August natural gas is expected to open 2 cents higher Monday morning in spite of weather forecasts calling for moderation and a weak technical picture. Overnight oil markets fell.

Tim Evans of Citi Futures Perspective said Friday’s nearly 7 cent decline in the August contract could have been the result of “book squaring” ahead of Monday’s options expiration and Tuesday’s futures expiry. “As open interest and volume on the contract decline, there’s also some increased potential for volatility if the last of the long liquidation doesn’t match up evenly against the last of the short-covering.”

Looking at storage Evans noted that “the larger bearish trend remains intact, with refills exceeding the five-year average rate in each of the past 14 weeks. Particularly with the current forecast for cooler than normal temperatures east of the Rockies [this] week, this trend looks likely to continue,” he said in closing comments Friday.

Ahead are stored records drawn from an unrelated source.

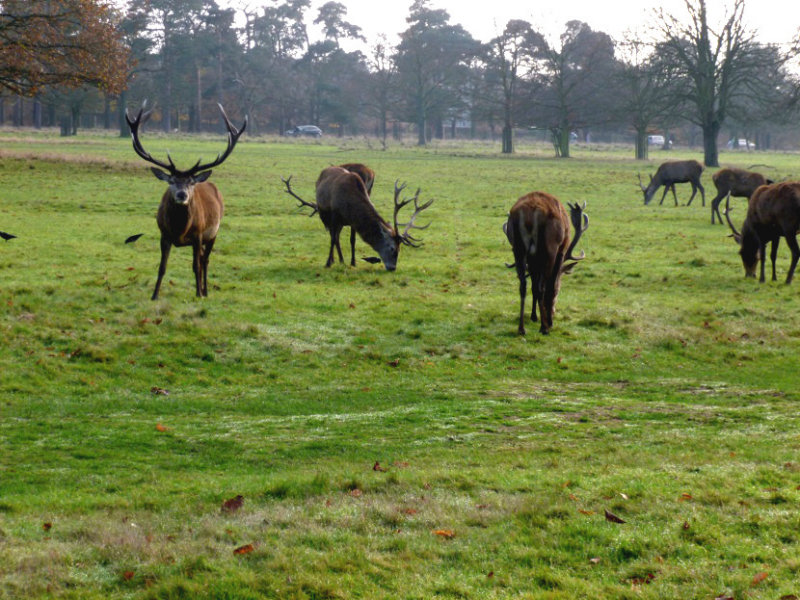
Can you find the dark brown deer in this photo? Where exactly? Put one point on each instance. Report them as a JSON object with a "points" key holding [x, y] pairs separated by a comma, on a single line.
{"points": [[670, 173], [772, 212], [343, 200], [538, 230], [191, 208], [737, 183]]}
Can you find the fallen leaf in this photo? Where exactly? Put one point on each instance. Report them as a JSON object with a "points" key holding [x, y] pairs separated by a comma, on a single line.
{"points": [[613, 518], [233, 504], [448, 534], [246, 549]]}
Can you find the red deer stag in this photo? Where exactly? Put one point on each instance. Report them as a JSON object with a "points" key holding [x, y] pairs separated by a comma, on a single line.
{"points": [[343, 200], [772, 212], [670, 173], [538, 229], [736, 182], [191, 208]]}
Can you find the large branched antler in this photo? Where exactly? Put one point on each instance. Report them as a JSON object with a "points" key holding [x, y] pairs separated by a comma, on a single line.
{"points": [[142, 117], [133, 124], [736, 235], [312, 205], [405, 237]]}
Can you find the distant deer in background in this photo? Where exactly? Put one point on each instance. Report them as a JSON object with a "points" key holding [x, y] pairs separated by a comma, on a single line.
{"points": [[772, 212], [670, 173], [736, 182], [343, 200], [191, 208], [538, 230]]}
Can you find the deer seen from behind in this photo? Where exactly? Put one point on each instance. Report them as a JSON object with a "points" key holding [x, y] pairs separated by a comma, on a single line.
{"points": [[670, 173], [772, 212], [739, 183], [538, 229], [191, 208], [342, 199]]}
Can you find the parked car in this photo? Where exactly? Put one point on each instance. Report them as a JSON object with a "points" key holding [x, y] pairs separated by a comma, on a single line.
{"points": [[741, 144], [301, 130]]}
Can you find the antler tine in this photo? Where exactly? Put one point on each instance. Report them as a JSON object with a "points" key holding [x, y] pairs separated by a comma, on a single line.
{"points": [[736, 235], [233, 137], [312, 205], [133, 124]]}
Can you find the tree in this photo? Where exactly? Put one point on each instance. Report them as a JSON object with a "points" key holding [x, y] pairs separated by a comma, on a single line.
{"points": [[431, 60], [648, 93], [720, 65], [70, 42], [573, 87], [509, 57]]}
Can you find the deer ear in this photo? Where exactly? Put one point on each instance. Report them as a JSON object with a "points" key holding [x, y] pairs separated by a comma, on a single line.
{"points": [[161, 175]]}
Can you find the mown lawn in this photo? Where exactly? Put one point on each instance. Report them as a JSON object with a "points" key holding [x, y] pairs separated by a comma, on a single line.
{"points": [[390, 434]]}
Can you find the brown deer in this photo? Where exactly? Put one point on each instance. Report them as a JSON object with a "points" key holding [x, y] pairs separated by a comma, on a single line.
{"points": [[538, 230], [191, 208], [670, 173], [343, 200], [736, 182], [772, 212]]}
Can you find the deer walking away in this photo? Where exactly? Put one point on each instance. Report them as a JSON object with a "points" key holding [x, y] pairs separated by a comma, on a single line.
{"points": [[538, 229], [772, 212], [343, 200], [191, 208], [670, 173]]}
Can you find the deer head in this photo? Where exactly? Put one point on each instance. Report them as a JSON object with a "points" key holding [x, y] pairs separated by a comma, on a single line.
{"points": [[181, 183]]}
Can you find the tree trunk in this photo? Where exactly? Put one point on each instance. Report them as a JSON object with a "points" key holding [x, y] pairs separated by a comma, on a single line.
{"points": [[508, 139]]}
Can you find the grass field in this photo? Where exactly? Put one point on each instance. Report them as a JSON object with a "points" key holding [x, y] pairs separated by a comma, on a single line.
{"points": [[390, 434]]}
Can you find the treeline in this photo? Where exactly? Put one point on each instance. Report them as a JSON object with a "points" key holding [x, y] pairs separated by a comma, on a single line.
{"points": [[187, 55]]}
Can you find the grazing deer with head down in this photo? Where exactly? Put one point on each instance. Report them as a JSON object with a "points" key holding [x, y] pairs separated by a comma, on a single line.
{"points": [[191, 208], [670, 173], [772, 212], [343, 200], [538, 230], [736, 182]]}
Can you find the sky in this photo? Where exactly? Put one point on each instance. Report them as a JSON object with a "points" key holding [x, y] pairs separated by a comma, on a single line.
{"points": [[775, 21]]}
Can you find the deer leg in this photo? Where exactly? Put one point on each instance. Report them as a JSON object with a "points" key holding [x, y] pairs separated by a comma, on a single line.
{"points": [[166, 246], [522, 293], [197, 267], [791, 240], [206, 254], [773, 255]]}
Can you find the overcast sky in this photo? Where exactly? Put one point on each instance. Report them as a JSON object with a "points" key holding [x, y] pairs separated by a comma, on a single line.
{"points": [[774, 20]]}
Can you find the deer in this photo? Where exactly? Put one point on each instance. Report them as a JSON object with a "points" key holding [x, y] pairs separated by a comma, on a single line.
{"points": [[772, 212], [670, 173], [191, 208], [739, 183], [342, 199], [538, 229]]}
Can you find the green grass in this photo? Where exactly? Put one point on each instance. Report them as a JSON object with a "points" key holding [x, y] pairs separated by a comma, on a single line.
{"points": [[665, 394]]}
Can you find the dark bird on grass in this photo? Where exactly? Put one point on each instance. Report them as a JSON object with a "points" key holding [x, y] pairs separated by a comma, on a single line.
{"points": [[133, 238]]}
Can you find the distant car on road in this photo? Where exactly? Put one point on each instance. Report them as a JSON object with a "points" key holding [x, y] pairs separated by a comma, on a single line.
{"points": [[304, 130]]}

Evans is looking for a storage build of 89 Bcf to be reported this week, well above last year’s 56 Bcf addition and a five-year average of 45 Bcf. By Aug. 8 he figures the year-on-five year deficit will have contracted to 555 Bcf from its current 683 Bcf. “A declining deficit is normally bearish for prices,” he said.

Forecasters call for continued coolness. In its morning six- to 10-day outlook, Commodity Weather Group showed a broad ridge of below-normal temperatures extending from Colorado to West Virginia and Iowa to Louisiana. “The general sense compared to last Friday’s forecast is not quite as cool overall for Midwest, East and South over the next two weeks, with a slight national demand gain; however, we still do not see any major heat concerns with overall demand continuing to track lower than normal through the first half of August,” said Matt Rogers, president of the firm.

“We see hotter changes in California for this week and next (low 90s in Burbank and upper 90s at times in Sacramento), while increases in monsoonal moisture are holding the Southwest back cooler. The six-10 day still favors a cool focus for the Midwest to South, but the modeling shows more variability for the 11-15 day. We lean toward the cool side overall, but show some variability in the 11-15 with some weak warmth in the Northeast late in the 11-15. A strong tropical wave in the eastern Atlantic may become Bertha this week, but the routing is favored to avoid the Gulf.”

With futures continuing to grind lower, technicians are trying to find a spot where the market might stabilize. “After this week, it is unclear where the market might find support. There are some candidates and the first is the 0.618 retracement of the entire move up from $1.902 to $6.493 at $3.655. I will be surprised if natural gas does not test this retracement,” said Walter Zimmermann of United ICAP in a weekly webcast to clients.

“If it tests this and holds on the first test, then tries to rally, the minimum requirement for the bulls to have any chance at bottoming action, even after a successful test of $3.655 would be a decisive weekly close above $3.945.

“Let’s say natural gas weakens on Monday and holds $3.66, then it would have to close the week above $3.945 for any hope of bottoming action. Otherwise that keeps the door open for another leg down to the $3.48 and $3.41 levels.”

In overnight Globex trading, September crude oil fell 68 cents to $101.41/bbl and September RBOB gasoline dropped a penny to $2.8290/gal.